Alberta must clean up oilsands or risk U.S. markets: Morton - News - Dirty Oilsands

Home » News » Alberta must clean up oilsands or risk U.S. markets: Morton

News


Alberta must clean up oilsands or risk U.S. markets: Morton

News Articles Featured | Edmonton Journal | September 09, 2011

Read the full article on the originating site

EDMONTON - Progressive Conservative leadership candidate Ted Morton says if Alberta doesn’t clean up its act in the oilsands, Ottawa will step in to regulate and Americans will stop buying the province’s energy.

At a meeting with The Journal editorial board Thursday, Morton committed to improving environmental outcomes in the oilsands and highlighted the work he has already done to meet that goal.

“In the same way that conservatives think it is wrong to leave a financial debt to the next generation, I think it is wrong to leave an environmental debt, or environmental mess. I see that as part of being a conservative,” Morton said.

“In addition to it being the right thing to do, it’s also the necessary thing to do. If we don’t do it, we risk two things.”

The first, he said, is loss of jurisdiction to Ottawa. “Ottawa will take over,” he said, explaining the federal government “has lots of potential legal venues” it can use to come in and regulate the oilsands if the provincial government fails to do so.

“It also risks loss of market access, certainly to the United States. We’ve just seen the latest version of the campaign against Keystone XL (pipeline) — it’s really just a chapter in the larger saga of the campaign against the oilsands.”

Morton noted that the U.S. State Department’s recent report on the environmental impact of the $7 billion pipeline makes reference to the role the Land Stewardship Act will play in improving environmental impact of the oilsands.

Morton was a key driver behind the implementation of the act when he was minister of sustainable resource development.

The Wildrose Alliance attacked the legislation and successfully turned land rights into a political wedge issue that ignited political opposition, particularly in rural Alberta.

Morton told the editorial board the province was “slow to respond” to the attacks and could have done a better job explaining the law to Albertans. The legislation was subsequently revised to address Albertans’ concerns but rival leadership candidates continue to call for its repeal.

Morton maintains the law is critical to helping Alberta develop in an orderly way, balancing development pressures with environmental conservation.

“Anybody who cares about better environmental outcomes and just getting conservation and stewardship on the policy map realizes that to lose the Land Stewardship Act at this point would be giving up a decade,” he said.

“The anti-oilsands lobby is very smart, very well-financed, very well-educated, very well-connected, and relentless.

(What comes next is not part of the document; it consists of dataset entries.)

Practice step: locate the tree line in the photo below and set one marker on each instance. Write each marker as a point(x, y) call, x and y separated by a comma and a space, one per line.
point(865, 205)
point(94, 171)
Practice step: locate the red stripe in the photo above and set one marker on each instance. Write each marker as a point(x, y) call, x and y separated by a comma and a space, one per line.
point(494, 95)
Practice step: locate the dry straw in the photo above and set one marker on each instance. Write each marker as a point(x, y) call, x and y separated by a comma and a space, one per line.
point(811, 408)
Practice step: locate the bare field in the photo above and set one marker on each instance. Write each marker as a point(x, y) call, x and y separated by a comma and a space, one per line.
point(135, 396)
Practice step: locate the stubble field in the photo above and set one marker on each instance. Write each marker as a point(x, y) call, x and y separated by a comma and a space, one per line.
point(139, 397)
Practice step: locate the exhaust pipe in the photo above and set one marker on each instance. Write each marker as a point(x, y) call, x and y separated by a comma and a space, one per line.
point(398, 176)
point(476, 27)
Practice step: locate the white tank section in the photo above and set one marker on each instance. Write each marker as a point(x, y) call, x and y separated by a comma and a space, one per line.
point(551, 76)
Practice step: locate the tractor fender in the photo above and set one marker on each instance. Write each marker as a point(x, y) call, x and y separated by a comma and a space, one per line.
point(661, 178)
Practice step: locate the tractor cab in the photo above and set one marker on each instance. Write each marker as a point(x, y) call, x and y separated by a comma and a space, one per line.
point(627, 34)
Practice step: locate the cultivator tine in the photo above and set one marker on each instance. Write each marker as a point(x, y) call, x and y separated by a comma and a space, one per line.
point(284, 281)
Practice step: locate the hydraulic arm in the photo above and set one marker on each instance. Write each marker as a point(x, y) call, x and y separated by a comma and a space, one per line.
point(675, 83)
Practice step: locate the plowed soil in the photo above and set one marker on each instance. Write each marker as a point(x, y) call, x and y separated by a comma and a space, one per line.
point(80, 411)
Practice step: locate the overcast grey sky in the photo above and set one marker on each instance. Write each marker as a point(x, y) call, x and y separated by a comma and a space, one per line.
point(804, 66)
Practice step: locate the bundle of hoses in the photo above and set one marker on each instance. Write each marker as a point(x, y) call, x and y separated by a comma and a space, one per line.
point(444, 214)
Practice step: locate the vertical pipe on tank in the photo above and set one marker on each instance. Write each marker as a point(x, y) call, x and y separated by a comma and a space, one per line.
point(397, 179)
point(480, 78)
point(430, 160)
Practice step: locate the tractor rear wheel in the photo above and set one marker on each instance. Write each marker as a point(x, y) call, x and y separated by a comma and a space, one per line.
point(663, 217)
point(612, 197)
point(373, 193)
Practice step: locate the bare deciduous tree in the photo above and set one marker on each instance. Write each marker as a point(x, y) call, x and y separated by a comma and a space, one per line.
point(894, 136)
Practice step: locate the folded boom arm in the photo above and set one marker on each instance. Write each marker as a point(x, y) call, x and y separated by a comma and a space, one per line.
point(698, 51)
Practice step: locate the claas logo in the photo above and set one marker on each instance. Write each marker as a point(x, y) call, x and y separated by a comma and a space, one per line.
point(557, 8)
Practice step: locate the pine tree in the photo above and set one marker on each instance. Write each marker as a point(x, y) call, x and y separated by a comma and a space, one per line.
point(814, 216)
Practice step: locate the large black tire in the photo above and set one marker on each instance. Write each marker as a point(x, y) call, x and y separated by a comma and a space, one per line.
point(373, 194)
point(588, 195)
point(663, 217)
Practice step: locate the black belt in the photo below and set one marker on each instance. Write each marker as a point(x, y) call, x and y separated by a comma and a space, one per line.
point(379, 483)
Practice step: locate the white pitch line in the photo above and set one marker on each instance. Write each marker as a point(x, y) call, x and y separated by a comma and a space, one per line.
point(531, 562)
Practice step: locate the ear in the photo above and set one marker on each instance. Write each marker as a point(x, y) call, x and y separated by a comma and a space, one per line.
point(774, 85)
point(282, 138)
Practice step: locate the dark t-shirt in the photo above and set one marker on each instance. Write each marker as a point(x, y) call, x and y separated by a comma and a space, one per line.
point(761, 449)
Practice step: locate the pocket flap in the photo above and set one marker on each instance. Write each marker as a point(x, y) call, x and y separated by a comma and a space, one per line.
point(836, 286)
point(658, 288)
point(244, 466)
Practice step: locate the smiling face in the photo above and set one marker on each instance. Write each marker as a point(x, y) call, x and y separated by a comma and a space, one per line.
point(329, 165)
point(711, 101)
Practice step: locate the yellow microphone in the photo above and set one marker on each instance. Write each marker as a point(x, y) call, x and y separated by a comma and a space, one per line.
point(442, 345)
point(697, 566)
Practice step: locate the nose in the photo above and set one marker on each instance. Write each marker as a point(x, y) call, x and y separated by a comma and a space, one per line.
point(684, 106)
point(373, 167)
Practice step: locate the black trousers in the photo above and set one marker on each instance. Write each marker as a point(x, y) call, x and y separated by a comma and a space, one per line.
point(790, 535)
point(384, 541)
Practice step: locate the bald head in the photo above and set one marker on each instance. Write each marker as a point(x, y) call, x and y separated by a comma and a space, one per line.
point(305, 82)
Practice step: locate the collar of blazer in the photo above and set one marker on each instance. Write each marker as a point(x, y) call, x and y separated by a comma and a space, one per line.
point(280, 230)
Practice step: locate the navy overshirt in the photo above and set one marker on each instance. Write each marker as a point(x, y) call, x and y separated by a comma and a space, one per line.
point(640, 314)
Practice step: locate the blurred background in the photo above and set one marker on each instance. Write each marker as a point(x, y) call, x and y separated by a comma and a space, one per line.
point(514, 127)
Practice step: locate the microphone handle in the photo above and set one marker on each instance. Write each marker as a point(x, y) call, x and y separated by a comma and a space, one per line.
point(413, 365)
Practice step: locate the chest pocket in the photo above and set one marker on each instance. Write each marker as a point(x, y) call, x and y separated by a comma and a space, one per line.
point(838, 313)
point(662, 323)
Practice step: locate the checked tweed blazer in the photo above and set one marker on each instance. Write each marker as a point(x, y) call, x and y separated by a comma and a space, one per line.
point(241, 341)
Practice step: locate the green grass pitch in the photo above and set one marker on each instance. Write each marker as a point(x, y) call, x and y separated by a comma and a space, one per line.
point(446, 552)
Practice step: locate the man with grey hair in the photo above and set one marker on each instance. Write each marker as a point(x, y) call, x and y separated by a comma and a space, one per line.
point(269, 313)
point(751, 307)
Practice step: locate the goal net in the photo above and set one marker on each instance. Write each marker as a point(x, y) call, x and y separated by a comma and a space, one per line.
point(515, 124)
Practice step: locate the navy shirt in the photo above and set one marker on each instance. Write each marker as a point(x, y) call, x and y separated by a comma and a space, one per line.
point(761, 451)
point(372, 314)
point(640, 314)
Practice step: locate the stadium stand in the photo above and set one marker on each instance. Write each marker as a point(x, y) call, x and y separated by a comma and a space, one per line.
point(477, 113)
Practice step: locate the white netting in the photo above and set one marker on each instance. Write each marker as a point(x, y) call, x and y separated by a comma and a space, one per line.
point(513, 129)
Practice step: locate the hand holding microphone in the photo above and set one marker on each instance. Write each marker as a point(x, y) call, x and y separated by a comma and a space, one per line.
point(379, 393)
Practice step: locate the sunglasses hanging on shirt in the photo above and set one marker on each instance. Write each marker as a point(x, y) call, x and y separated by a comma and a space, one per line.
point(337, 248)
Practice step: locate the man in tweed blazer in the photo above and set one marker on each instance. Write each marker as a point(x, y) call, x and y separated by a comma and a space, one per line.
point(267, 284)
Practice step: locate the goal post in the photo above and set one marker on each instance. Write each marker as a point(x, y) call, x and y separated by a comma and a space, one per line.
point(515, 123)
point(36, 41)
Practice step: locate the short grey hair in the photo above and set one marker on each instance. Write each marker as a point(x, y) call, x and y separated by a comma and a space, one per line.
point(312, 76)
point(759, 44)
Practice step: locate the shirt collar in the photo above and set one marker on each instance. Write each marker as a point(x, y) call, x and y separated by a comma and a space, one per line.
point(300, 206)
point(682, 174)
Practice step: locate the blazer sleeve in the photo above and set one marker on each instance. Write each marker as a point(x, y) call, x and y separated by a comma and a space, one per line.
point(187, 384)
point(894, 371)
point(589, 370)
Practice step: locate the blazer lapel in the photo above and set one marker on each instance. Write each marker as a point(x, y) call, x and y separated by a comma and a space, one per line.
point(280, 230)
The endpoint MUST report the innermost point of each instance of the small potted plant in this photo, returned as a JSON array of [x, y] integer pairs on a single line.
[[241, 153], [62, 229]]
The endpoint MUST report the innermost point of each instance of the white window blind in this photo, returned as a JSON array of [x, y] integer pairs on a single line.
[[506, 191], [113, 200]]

Because they believe that increased CO2 emissions is going to do serious long-term damage to planet Earth and human life.”

He said activists tried for many years to force American legislators to increase the price of gasoline in an attempt to reduce driving, and when that didn’t work focused their attention on the source of the oil.

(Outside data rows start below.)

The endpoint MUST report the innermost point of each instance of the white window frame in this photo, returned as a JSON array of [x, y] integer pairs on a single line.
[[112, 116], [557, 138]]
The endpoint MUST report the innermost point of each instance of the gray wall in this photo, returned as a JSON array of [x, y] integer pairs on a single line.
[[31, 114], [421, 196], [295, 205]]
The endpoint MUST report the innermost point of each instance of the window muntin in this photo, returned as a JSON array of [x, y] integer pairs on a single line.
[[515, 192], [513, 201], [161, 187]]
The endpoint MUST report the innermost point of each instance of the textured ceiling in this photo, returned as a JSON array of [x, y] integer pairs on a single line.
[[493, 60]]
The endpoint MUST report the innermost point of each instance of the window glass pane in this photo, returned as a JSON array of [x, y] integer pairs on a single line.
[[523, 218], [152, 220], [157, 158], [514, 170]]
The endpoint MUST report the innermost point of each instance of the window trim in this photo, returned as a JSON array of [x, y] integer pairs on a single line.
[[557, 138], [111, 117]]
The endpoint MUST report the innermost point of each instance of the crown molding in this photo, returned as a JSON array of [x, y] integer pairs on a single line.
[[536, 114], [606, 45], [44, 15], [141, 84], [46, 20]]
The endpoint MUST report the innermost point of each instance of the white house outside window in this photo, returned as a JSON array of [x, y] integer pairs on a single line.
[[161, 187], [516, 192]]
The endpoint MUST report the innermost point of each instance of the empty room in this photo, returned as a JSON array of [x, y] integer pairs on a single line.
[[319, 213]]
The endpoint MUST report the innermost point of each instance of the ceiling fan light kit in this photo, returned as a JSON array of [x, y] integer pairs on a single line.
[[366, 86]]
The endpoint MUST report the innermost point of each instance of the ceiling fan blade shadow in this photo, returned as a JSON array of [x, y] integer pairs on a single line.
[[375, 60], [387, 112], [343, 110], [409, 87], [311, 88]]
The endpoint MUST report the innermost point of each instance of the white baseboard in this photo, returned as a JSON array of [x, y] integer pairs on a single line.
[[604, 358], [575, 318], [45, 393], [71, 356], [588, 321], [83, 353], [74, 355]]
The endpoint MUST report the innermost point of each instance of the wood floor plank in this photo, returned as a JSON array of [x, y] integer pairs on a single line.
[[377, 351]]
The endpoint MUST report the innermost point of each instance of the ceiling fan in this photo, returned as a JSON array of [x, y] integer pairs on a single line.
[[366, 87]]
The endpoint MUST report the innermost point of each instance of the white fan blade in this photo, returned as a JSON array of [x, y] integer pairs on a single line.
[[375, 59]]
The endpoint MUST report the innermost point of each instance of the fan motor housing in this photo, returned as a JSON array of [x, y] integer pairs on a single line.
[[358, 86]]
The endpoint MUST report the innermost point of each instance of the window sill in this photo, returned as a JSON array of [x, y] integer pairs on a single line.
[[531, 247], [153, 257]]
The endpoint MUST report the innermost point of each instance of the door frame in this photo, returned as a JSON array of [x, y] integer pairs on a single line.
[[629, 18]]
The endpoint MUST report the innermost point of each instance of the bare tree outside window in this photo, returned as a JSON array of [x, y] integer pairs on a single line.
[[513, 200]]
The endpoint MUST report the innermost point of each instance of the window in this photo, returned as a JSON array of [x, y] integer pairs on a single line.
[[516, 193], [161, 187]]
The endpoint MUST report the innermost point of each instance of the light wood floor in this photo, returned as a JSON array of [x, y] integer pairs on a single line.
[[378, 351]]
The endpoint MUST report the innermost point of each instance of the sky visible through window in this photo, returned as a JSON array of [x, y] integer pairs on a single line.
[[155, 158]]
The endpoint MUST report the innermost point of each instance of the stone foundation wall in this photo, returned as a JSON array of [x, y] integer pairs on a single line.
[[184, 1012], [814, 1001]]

“The better our environmental results become in the oilsands, I suspect the more intense the campaign against them will become,” Morton said. “Because it’s not really about the oilsands per se, it’s about less expensive, or relatively inexpensive, gasoline.”

Morton, a fiscal hawk and social conservative, said he has abandoned plans for separate policing and pension plan programs and will instead focus on implementing policies that are within reach.

For example, he said he plans to continue supporting the right of parents to pull their children out of school when sex and religion come up.

“Policy making is the art of the doable,” he said.